Democracia não é só cumprir regimentos. Para o filósofo Renato Janine Ribeiro, ela vai muito além. Implica, como se disse acima, transparência obsessiva. É preciso também que as verbas governamentais sejam destinadas a obras que cumpram função pública. Janine foi ministro da Educação, é professor de Ética e autor do livro A Boa Política , lançado pela Companhia das Letras. Ele fala sobre democracia no minipodcast da semana.

A segunda coisa em comum entre os malfeitos petista, tucano e bolsonarista é que, mesmo agindo no escurinho da má política, seus protagonistas deixaram rastros – e foram apanhados.

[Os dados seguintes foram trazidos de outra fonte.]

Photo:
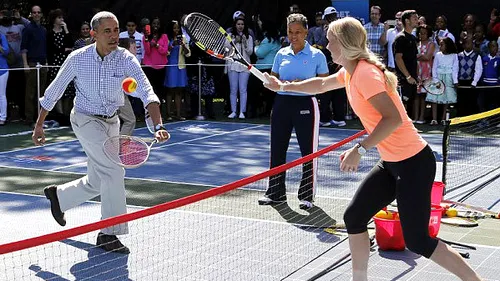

Parte da propina paga à prefeitura de Santo André foi depositada no extinto Banespa, num caso curioso de corrupção com extrato bancário. Joesley gravou sua conversa com Aécio, e entregou depois o áudio às autoridades. Já os “anões” do “bolsolão”, nome com o qual o episódio se popularizou nas redes sociais, solicitaram o dinheiro por ofício.

Nos textos, pouco se fala sobre a natureza das obras, sua função pública ou justificativas técnicas. Em vez disso, leem-se expressões que revelam a combinação por baixo do pano: “minha cota”, “fui contemplado”, “recursos a mim destinados”.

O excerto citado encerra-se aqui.